At a farm sale in Idaho, in the US, a 1948 Ford F1 pick-up truck sits half-buried under other rusting sale lots.
A Tasmanian man famed for his affinity with machines sees it and falls in love.
It was Phil Dobson's wife, Judith, who insisted that he go back and "buy that old thing or forever regret it".
He joked that his affections have been somewhat divided ever since.
"It's in the family trust, never to be sold," said the retired founder of Dobmac Agricultural Machinery, a company still innovating and exporting to several countries from Ulverstone.
"She knows I'm joking of course but yeah I am very, very fond of this old thing."
Mr Dobson grew up on the rural north-west coast, snaring rabbits and helping on the farm. His father Claude and his brother still sometimes used steam-driven farm machinery to work the South Road properties he grew up on.
Few parents would give their son a welder for his 13th birthday but Mr Dobson's parents did. He said it came with a few bits of protective gear and that it set his course for life.
Through the late 1960s and early 1970s, the teenager did welding repairs on pig troughs on farms behind Penguin and Ulverstone in Tasmania's north-west.
He soon realised making pig troughs was better money –and smelled better too.
Entering the property market
At 16, he purchased his first 10-acre block of land with the earnings from this welding work.
Through a series of accidents – both literal and metaphorical – Mr Dobson would establish his own agricultural machinery business, Dobmac, before he was 25.
A boilermaker welder by trade, he purchased the family farm at 21, only to soon after have a tractor accident and lose the use of his right leg.
"We had to sell the farm and a gentleman named Michael Frost, who ran Gaffney Machinery, asked me to have a go at modifying an overseas potato harvester for our local soil conditions," Mr Dobson said.
"I did another one and another one and then we threw our last $7,000 in with $7,000 he threw in and we established Dobmac."
That was 1983. Over the next 28 years, he would spend more time overseas each year than at home, doing business in countries including the US, Canada, New Zealand and South Africa.
Worth picking up
In 2008, Mr Dobson was doing business in Idaho, USA — good potato country.
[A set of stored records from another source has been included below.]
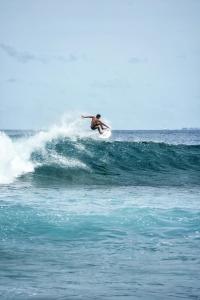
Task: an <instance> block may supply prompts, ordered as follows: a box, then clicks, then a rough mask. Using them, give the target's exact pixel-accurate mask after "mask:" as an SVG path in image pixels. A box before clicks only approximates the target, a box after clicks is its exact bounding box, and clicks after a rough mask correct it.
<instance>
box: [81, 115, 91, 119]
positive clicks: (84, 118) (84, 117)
mask: <svg viewBox="0 0 200 300" xmlns="http://www.w3.org/2000/svg"><path fill="white" fill-rule="evenodd" d="M81 118H84V119H85V118H91V119H92V118H94V116H81Z"/></svg>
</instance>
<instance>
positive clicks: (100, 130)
mask: <svg viewBox="0 0 200 300" xmlns="http://www.w3.org/2000/svg"><path fill="white" fill-rule="evenodd" d="M81 118H83V119H85V118H90V119H92V120H91V126H90V128H91V129H92V130H96V129H98V131H99V133H100V134H103V130H104V129H105V128H110V127H109V126H108V125H106V124H104V123H103V122H102V121H101V120H100V119H101V115H100V114H97V115H96V116H81Z"/></svg>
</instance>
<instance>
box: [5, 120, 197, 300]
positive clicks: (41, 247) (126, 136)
mask: <svg viewBox="0 0 200 300" xmlns="http://www.w3.org/2000/svg"><path fill="white" fill-rule="evenodd" d="M75 125H76V124H68V125H66V124H65V125H62V126H53V127H52V128H50V129H49V130H48V131H38V132H34V131H1V133H0V299H20V300H21V299H24V300H25V299H70V300H71V299H77V300H78V299H91V300H94V299H99V300H101V299H112V300H115V299H145V300H151V299H152V300H154V299H155V300H156V299H200V271H199V270H200V131H198V130H192V131H189V130H179V131H167V130H164V131H113V133H112V137H111V138H110V139H108V140H102V139H99V137H98V134H97V133H94V132H89V131H87V130H85V129H81V130H79V131H77V130H76V126H75Z"/></svg>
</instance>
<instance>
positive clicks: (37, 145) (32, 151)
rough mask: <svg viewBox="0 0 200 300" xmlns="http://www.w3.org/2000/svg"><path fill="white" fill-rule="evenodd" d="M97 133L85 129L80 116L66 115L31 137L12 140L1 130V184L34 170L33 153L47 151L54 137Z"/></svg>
mask: <svg viewBox="0 0 200 300" xmlns="http://www.w3.org/2000/svg"><path fill="white" fill-rule="evenodd" d="M95 136H96V135H95V134H94V133H93V132H92V133H91V132H89V131H88V130H85V129H84V122H83V121H82V120H81V119H80V117H79V118H77V117H76V118H74V117H73V120H72V117H71V116H69V115H64V117H63V118H62V119H61V122H60V124H58V125H53V126H52V127H51V128H50V129H49V130H47V131H40V132H38V133H36V134H35V135H33V136H31V137H28V138H27V137H26V138H21V139H18V140H12V139H11V138H10V137H9V136H7V135H6V134H5V133H3V132H0V184H9V183H11V182H13V181H14V180H15V178H17V177H19V176H21V175H22V174H25V173H28V172H33V171H34V169H35V167H36V165H37V164H36V163H34V162H33V161H31V154H32V153H33V152H34V151H35V150H40V151H45V144H46V143H47V142H51V141H52V140H53V139H57V138H64V137H69V138H71V139H75V140H76V139H77V138H87V137H95ZM58 162H59V163H62V162H63V164H64V165H65V166H67V165H68V166H71V167H72V166H79V167H80V166H82V167H84V168H85V167H86V166H85V165H83V163H82V162H80V161H78V160H76V161H73V162H72V161H71V160H70V159H69V160H68V161H67V158H62V159H61V158H58Z"/></svg>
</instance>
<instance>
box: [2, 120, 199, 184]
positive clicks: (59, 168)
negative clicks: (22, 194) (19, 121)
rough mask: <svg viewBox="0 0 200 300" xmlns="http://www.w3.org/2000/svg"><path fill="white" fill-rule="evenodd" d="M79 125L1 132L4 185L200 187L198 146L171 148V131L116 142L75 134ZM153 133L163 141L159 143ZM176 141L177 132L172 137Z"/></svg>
mask: <svg viewBox="0 0 200 300" xmlns="http://www.w3.org/2000/svg"><path fill="white" fill-rule="evenodd" d="M78 125H79V124H78ZM77 127H78V126H77V123H76V122H75V123H74V124H70V126H68V127H66V126H60V127H56V126H54V127H53V128H51V129H50V130H49V131H46V132H45V131H43V132H42V131H41V132H37V133H33V132H31V133H29V134H27V133H25V132H21V133H19V132H18V133H17V132H13V133H12V134H9V135H6V133H0V145H1V147H0V184H10V183H12V182H13V181H15V180H16V178H17V179H18V180H19V181H30V182H33V183H37V184H64V185H107V186H108V185H120V186H131V185H133V186H134V185H144V186H190V185H197V186H198V185H199V184H200V144H199V143H197V144H194V143H192V144H182V143H181V144H178V143H177V144H175V143H174V144H169V143H167V142H166V141H167V139H169V137H168V136H171V133H169V134H168V135H167V134H166V133H163V132H162V133H159V135H158V133H155V132H153V133H150V134H149V136H147V134H146V133H145V135H144V134H143V136H142V138H144V137H146V139H147V140H146V141H140V140H139V138H140V137H141V134H140V137H139V135H138V132H124V133H123V132H121V133H120V134H119V133H118V136H117V135H116V134H115V133H113V137H112V139H110V140H105V141H104V140H102V139H99V138H98V134H97V133H94V132H92V133H91V132H89V133H88V131H87V132H84V131H83V130H82V129H81V130H80V132H78V133H77V130H76V129H74V128H77ZM131 134H132V135H131ZM155 134H156V136H157V137H158V136H161V138H162V139H164V141H165V142H161V141H162V140H158V139H157V142H155ZM130 136H133V137H134V138H135V141H134V139H132V138H130ZM152 137H153V138H154V142H153V141H151V140H150V139H151V138H152ZM163 137H164V138H163ZM166 137H167V139H166ZM185 137H189V139H191V137H192V135H191V134H188V133H186V134H184V135H183V138H185ZM170 139H171V137H170ZM176 140H177V134H175V135H173V141H176ZM179 140H180V137H179ZM193 140H194V141H196V140H197V134H195V135H194V138H193ZM191 141H192V140H191Z"/></svg>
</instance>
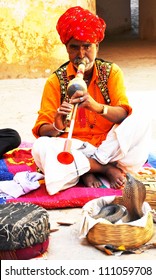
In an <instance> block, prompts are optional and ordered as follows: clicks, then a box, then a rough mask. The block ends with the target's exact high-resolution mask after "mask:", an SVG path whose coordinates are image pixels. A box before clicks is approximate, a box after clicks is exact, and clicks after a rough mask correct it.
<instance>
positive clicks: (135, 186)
mask: <svg viewBox="0 0 156 280" xmlns="http://www.w3.org/2000/svg"><path fill="white" fill-rule="evenodd" d="M145 198H146V188H145V186H144V184H143V183H142V182H141V181H139V180H137V179H135V178H134V177H133V176H132V175H131V174H129V173H127V174H126V184H125V187H124V189H123V203H124V206H125V207H126V208H127V210H128V213H129V216H130V220H131V221H134V220H137V219H139V218H141V217H142V216H143V212H142V205H143V203H144V201H145Z"/></svg>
His wife Judith was along because sometimes they would add a bit of quality time to the end of a trip.
"The old bloke having the farm sale was the one and only owner of this truck. No rust in it except for the floor of the cab from all the snow melting off their boots in winter," Mr Dobson said, walking from his bush shack at Eugenana to his dream ride parked just outside.
"It's a Ford F1, 1948, built in California in the Ford factory on the second month that they made the Ford F series trucks. And they still make them new today.
"There are a lot of old Chevy farm trucks about but not many like this old Ford.
"When my wife said I should buy it, it took about a nanosecond to decide. It won't ever get any easier than that."
Mr Dobson paid less than $US1,000 for the truck and set off for the nearby depot where Dobmac shipped its containers in and out.
The doors flew open a couple of times around corners and it blew enough smoke to attract plenty of attention.
Soon after he got it home, Mr Dobson's health took a turn for the worse. After surgery on his sinuses, he developed a permanent headache and some heart issues that led to early retirement in 2012.
His son, Mark, took over the business along with his wife, Amanda, and they still run it successfully today.
Mark is also rumoured to be the only other human allowed to drive Mr Dobson's little Ford pick-up.
The little truck has been a project of passion for nearly 14 years. It has been given a Mustang front end, strengthened chassis, a modern 360-hp V8 engine to replace the 60-hp side-valve original — even a GPS speedo.
"The paint's basically original, touched up here and there but there was virtually no rust aside from the floor. It's got one of the original tyres mounted on the side, rubber's perished of course," Mr Dobson said.
"I just wanted it to be a farm truck, not a hot rod. I don't think twice about hitting the gravel or heading across the paddocks."
Mr Dobson said they took it for Sunday, Monday, Tuesday and Wednesday drives.
"But showing her off and talking to people about her is half the fun. It's rare that someone doesn't jump out with a phone to take a photo."